Right, this is one of the reasons for the suggestion to use a separate
include file where the user isn't supposed to be editing it manually at
all.

> > Obviously, these individual cases can be worked around, but as long as
> > we're trying to preserve our historical human-readable-and-documented
> > .conf format *and* allow DBAs to hand-edit and machine-edit the same
> > file, I think we're going to end up writing more "corner case" code than
> > core implementation. I think an include approach would be a lot cleaner
> > and less prone to issues.
>
> I'm starting to wonder why any of this proposal is a good idea at all.
> We already have sufficient support for someone to suck out the
> postgresql.conf file, edit it remotely, and put it back, so the argument
> that this will enable remote administration that you can't do now is
> entirely bogus. I don't see what it will buy us that is worth the
> problems it will create.
>
> For the point-and-drool crowd that can't cope with editing a text file,
> perhaps the best avenue to having a GUI is to build it atop the
> just-mentioned facility, namely
>
> 1. suck out the current settings.
> 2. provide a GUI that manipulates the values.
> 3. write back an entirely new postgresql.conf that doesn't take any
> trouble to preserve what was there before.

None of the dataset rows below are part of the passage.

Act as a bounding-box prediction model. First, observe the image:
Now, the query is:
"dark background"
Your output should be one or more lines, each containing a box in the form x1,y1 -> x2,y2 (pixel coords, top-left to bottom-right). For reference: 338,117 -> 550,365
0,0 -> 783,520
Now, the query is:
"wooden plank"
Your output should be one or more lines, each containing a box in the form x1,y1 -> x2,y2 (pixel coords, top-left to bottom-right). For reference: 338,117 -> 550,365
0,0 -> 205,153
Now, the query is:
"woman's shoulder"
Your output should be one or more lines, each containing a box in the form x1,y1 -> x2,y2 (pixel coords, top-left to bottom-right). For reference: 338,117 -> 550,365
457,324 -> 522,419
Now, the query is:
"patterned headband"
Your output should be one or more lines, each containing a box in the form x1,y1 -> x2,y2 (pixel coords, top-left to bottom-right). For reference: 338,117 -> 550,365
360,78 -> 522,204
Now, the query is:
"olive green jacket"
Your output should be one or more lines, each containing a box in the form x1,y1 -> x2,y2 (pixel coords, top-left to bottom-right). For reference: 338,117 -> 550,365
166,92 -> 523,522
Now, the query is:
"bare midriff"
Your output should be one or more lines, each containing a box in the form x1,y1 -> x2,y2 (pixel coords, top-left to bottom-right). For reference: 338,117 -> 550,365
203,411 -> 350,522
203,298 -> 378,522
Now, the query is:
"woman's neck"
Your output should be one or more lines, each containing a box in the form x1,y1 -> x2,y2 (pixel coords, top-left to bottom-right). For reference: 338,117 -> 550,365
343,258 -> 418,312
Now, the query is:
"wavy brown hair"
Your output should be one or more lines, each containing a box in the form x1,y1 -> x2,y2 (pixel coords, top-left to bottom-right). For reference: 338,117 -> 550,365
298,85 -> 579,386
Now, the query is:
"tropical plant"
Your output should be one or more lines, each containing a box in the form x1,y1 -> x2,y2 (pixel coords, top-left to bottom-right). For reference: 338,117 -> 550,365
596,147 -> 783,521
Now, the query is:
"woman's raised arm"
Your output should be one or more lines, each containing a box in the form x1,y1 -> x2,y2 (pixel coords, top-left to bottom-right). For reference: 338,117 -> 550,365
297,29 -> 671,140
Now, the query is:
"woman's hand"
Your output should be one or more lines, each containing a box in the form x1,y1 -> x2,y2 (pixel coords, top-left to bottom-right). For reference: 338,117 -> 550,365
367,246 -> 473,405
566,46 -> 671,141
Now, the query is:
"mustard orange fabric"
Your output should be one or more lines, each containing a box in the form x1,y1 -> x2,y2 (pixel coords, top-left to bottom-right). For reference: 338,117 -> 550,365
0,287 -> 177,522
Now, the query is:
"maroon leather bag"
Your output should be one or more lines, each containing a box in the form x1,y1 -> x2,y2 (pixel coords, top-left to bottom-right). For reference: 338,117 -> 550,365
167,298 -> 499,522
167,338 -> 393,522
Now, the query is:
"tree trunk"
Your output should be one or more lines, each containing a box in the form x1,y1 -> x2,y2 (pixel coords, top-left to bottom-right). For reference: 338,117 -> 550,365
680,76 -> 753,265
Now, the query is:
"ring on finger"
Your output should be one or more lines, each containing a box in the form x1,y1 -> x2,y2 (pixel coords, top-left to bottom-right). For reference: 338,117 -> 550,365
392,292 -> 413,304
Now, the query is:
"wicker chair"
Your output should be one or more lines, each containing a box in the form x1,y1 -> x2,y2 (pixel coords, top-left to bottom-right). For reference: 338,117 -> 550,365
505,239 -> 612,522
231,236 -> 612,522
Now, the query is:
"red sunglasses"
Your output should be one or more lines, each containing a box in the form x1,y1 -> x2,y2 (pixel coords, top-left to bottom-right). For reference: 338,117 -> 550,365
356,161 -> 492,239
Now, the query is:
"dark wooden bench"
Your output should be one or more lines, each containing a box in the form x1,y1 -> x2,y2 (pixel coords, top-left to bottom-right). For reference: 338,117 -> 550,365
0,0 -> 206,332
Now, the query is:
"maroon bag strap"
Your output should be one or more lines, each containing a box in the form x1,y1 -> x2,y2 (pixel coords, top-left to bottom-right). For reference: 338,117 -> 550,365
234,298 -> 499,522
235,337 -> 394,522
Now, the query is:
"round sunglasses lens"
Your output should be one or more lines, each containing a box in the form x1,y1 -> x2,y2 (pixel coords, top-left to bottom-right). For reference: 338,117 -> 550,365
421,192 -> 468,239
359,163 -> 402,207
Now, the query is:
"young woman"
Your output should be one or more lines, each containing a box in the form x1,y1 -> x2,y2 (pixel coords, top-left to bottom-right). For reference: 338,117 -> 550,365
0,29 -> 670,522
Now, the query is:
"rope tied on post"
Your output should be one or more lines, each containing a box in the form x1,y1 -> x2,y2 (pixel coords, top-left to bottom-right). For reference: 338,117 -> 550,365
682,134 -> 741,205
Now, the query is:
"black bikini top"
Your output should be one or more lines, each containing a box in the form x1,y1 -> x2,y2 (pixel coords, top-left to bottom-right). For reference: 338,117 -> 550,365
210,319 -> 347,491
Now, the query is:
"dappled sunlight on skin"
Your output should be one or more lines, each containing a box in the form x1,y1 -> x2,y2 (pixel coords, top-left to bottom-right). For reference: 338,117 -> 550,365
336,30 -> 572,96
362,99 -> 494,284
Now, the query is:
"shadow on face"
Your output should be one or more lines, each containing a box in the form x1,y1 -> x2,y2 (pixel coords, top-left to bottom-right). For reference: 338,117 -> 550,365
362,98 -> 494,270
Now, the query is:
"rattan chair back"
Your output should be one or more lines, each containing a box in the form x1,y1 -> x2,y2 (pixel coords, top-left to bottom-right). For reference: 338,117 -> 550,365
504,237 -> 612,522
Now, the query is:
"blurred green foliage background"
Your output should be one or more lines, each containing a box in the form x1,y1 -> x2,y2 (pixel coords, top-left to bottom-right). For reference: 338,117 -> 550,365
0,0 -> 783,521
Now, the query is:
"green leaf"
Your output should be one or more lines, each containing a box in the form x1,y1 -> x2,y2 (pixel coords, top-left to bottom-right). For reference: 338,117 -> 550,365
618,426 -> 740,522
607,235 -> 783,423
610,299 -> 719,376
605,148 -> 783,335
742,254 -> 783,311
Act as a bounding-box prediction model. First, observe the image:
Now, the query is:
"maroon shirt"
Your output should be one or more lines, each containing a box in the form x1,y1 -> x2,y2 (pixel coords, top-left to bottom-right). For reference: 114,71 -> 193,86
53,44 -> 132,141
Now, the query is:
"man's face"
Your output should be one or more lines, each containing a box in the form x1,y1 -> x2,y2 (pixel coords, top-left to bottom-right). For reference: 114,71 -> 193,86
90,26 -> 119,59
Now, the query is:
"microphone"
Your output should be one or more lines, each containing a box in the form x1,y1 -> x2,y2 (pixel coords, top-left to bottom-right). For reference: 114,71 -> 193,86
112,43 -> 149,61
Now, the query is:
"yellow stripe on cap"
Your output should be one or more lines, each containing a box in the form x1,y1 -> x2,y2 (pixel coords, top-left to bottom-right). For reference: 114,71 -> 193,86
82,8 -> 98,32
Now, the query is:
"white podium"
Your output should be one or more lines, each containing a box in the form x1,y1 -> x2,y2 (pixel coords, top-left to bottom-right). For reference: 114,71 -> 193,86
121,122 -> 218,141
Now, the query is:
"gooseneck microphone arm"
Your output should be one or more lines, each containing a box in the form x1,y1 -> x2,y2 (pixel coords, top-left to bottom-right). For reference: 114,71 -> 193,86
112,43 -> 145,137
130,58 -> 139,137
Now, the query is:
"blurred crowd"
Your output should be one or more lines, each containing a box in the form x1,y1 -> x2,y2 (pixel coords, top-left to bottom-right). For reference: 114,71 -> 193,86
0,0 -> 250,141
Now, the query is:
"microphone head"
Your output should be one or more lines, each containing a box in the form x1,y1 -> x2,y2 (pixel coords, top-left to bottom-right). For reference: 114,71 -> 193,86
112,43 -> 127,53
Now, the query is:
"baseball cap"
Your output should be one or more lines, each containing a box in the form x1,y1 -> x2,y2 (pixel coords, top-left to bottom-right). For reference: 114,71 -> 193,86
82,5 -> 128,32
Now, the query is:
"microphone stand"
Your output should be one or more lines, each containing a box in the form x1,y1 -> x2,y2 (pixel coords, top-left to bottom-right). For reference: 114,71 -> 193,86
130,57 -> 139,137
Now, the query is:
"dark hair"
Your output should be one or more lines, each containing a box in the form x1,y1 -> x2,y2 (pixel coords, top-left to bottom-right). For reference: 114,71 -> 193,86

That's what we have now, and it basically forces each frontend to do the
implementatino themselevs. E.g. pgadmin has one implementation, phppgadmin
has another implementation, apparantly Greg has one implementation, there
may be third party ones out there with their own implementation.

The point is we need one implementatino that's in the server, because that
takes away redundancy and it makes it easier to maintain.